Finally, it is done.
After months of both parties attempting to deny the need for bogan bribes, the parliamentary deadlock required phenomenal amounts of Independent MP bribes instead. After a stupefyingly lengthy press conference, Rob Oakeshott finally windbagged his way to announcing support for a Gillard Government on Tuesday afternoon.
So how did they get the verbose one to direct his clichés and his support towards the “red team”? Here’s a quick rundown of the Independent MP bribes that have flung at Katter, Windsor, and Oakeshott; collectively known as the WindOtter.

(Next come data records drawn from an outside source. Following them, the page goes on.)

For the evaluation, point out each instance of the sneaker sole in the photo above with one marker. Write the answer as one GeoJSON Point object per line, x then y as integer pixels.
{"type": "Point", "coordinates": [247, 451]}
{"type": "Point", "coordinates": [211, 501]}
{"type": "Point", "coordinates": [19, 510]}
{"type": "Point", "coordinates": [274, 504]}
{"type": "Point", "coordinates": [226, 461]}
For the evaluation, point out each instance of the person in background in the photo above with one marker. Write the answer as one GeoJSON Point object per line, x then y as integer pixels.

After tossing ten billion dollars at regional Australia, which hereafter is restricted to the area between Port Macquarie and Tamworth, and offering to reupholster Tasmania, the newly-minted minority government managed to dig up funds for bribes which prior to election day were not forthcoming for bogans. Bogans living in western Sydney must now wait another three years before receiving their triennial influx of election funding.
So, after months of faux-austerity, and weeks of surprise largesse, what has the bogan taught us about Australia over the course of election 2010?

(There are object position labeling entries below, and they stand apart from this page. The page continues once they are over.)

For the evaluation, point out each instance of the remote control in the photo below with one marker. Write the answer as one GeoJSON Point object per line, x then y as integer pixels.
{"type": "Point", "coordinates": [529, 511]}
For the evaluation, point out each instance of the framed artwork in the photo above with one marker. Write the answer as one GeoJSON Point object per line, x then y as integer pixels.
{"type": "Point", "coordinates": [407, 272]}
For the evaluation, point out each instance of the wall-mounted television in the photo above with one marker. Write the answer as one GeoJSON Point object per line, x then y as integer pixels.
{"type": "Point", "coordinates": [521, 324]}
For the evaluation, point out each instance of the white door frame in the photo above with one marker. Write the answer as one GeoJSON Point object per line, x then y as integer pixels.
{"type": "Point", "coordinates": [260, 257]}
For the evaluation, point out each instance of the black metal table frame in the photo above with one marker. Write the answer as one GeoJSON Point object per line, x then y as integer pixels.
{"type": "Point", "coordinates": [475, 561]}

The bogan will loudly voice its displeasure at both major parties (most likely due to the marked absence of major bribes), cast an informal vote, then loudly voice its displeasure that one major party or the other fails to form government, leaving them in the hands of ‘unelected’ independents. The bogan only considers politicians legitimate if they voted directly for them. The bogan believes in democracy only insofar as the side it prefers wins.
The bogan will complain on election day that it has to trudge down to the local primary school to exercise the democratic duty that millions throughout history have fought and died for. It will then ravenously and happily eat a sausage, before complaining again that it is still hungover and is going to donkey vote. Having professed such distaste for democratic processes, it then learns that government is not formed, and insists on another election. The bogan, like its inability to handle tied sporting events, or films with ambiguous endings, is ill-equipped to wait for more than three days before demanding any unresolved event be repeated.
The election period has also reinforced the long-held TBL view that while the bogan will take any opportunity to loudly yowl about the state of Australia, its decision-making is ultimately a product of pure, unadulterated self-interest. Unless the bogan is lunging greedily towards a big, juicy bogan bribe, the bogan voting bloc is about as difficult to organise as a herd of kangaroos.
But for once, the Bogan has not gotten its way. Finally, following the endless weeks of boring, interminable speculation of politicians and TV pundits, with nary a redhead or speedos joke to tickle the bogan’s lol-valve, the bogan has developed democracy fatigue, and switched off entirely from the process. The independents are surely aware of this, and will have to wait for their moment before stabbing Gillard in the back. This will probably be after the next series of Masterchef has thoroughly cleansed the bogan’s collective memory of this dark and traumatic period of nothingness.
Now that the WindOtter has selected our Prime Minister, we here at TBL feel that we can hang up our Bogan Bribe Watching binoculars, and can return to cataloguing the bogan’s various ineptitudes and illogics. This means we’re short a regular Friday special. Does anyone have a suggestion as to what we should be reporting on at the end of each week? Whack them in the comments.